In 1888, in Albany, New York, a homeless, starving terrier finds his way into the post office and fell asleep on a mail bag. He wouldn't leave, and became instantly attached to mail bags and postmen dressed in blue uniforms. He became a resident of the post office. But, before long, he hopped the train with the mail and began making his way across the country, returning occasionally to the Albany post office. Wherever he went he seemed to find the post offices, and people would attach new identifying tags to his collar. A harness was put around him to more evenly distribute the weight of the tags. After traveling all over the US for many years, Owney was getting old. So his "many friends" purchased him a trip around the world. Which he did - still all by himself.

A current-day US map is included in a two-page illustration.

This was very difficult to believe and I was rollling my eyes as I read, still not knowing that this was based on a true story. The author says she researched extensively. Now THAT'S the book I'd like to read - let's include some of the research, some of the newspaper articles - this is what appeals to my primary-and-secondary-source brain. I must admit, it's an interesting story, as difficult to believe as it is.... She also says that there are a couple of stories about how Owney got his name. I wish she'd given some clue to this in the text, since I wondered about this unusual name all through my reading.

An aside: Mona Kerby teaches at McDaniel College and lives in Westminster, Md. I drive by the college and through the town on my way back to BWI - I always stop to fill my rental car gas tank in Westminster on my way TO the airport, and run into MacDonald's for a much needed Diet Coke on my way FROM the ariport.

Sunday, November 16, 2008

The Dog Who Belonged to No One - Amy Hest

Illustrator: Amy Bates
For: Young kids
Published: Sept. 2008
Rating: 4
Read: Today
Endpapers: Deep maroony-brown

This is a sweet book...with a simple theme of loneliness and companionship...with a happy ending. The cover called to me - a cute little dog sitting among some fallen autumn leaves, oranges and browns. Really nice watercolor illustrations, with most of the text inside framed boxes, with placement changing from page to page.

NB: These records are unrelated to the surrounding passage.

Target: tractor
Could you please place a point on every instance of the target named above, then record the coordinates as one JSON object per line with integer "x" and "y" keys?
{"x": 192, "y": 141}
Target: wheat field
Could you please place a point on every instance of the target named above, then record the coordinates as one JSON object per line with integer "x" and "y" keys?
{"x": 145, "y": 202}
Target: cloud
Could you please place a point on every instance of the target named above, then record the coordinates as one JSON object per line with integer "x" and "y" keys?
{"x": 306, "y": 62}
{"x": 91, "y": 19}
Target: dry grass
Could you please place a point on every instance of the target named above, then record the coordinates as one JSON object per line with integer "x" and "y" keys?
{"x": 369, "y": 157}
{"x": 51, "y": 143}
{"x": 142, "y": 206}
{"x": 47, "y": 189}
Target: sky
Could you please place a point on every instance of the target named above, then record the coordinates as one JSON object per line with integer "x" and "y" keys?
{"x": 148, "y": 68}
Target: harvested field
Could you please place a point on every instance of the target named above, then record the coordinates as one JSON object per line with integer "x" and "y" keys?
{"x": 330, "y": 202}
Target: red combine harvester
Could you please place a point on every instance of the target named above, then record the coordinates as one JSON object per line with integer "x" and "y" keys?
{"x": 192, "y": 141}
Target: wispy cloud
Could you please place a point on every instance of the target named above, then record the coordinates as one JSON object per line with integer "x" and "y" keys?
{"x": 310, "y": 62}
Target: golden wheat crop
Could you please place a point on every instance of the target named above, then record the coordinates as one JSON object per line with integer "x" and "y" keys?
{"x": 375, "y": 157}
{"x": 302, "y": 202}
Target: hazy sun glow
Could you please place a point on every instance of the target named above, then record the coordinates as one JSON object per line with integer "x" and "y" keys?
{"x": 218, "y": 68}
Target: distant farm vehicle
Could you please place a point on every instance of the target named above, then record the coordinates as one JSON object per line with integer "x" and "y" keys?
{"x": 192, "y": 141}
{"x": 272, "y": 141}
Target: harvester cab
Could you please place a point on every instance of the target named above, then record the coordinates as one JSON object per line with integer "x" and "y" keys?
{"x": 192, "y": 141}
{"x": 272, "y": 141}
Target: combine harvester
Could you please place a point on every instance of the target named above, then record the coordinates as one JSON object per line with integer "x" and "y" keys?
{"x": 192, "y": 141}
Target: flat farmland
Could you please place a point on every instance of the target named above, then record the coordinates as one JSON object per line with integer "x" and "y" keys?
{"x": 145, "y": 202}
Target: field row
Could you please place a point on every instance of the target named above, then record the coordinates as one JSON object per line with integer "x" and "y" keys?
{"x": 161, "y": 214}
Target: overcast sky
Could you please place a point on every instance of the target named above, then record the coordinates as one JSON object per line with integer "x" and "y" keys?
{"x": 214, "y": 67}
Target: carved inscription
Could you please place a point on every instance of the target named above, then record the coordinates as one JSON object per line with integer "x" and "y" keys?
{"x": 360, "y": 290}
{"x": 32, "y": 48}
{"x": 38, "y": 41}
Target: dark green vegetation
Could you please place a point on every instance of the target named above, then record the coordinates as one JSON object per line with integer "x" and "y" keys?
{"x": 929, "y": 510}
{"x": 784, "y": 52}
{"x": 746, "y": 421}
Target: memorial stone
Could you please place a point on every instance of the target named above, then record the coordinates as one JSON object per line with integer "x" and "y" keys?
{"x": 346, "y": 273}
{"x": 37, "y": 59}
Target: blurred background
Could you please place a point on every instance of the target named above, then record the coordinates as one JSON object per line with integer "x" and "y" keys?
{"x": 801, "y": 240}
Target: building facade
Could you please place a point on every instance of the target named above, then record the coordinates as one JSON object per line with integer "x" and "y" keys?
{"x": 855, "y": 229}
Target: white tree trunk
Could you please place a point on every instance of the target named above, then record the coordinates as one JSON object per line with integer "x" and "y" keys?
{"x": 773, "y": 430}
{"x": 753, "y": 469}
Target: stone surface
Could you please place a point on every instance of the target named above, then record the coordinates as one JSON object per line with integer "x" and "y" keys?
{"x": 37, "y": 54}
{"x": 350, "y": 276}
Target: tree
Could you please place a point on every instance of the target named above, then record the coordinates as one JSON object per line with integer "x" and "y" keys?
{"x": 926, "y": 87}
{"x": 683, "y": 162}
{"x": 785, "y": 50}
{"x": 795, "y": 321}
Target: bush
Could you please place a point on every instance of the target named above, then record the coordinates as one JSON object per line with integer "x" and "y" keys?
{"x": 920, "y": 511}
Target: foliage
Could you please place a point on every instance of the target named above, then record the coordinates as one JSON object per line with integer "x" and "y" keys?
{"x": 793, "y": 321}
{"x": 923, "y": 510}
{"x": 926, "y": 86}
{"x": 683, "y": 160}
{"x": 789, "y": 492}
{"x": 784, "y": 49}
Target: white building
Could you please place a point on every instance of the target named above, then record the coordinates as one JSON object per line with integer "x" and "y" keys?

A homeless dog with crooked ears and a little girl who's an only child find each other one wildly wet Sunday. The illustrations show a late 19th century small city, but the story could take place at any time or place. A really nice story for young kids.

Abraham Lincoln Comes Home - Robert Burleigh

Illustrator: Wendell Minor
For: Kids, but they need to be old enough to know who Lincoln was
Published: August, 2008
Rating: 4.5
Read: today
Endpapers: Enlarged corner of the American flag with the words: "WE MOURN/ OUR CHIEF/ HAS FALLEN

Edge-of-page to edge-of-page gentle, meaningful illustrations accompany a similarly gentle story that eloquently says a lot with very few words.

A young boy and his father ride their horse and buggy, its single lantern bobbing, through the darkness of the prairie to the place where the railroad passes through. Bonfires burn along the rails as the people wait for the train carrying Lincoln's body to pass. Slowly it appears, with a picture of Lincoln atop the cowcatcher. Slowly it passes, so that the country can pay its last respects to an honored and much-loved man. For 1600 miles, by hearse and by train, Lincoln's body was carried from Washington D.C. back to Springfield, Illinois. It is said that about thirty million people were able to see the train, march in a procession behind the hearse, or attend one of about a dozen funeral services.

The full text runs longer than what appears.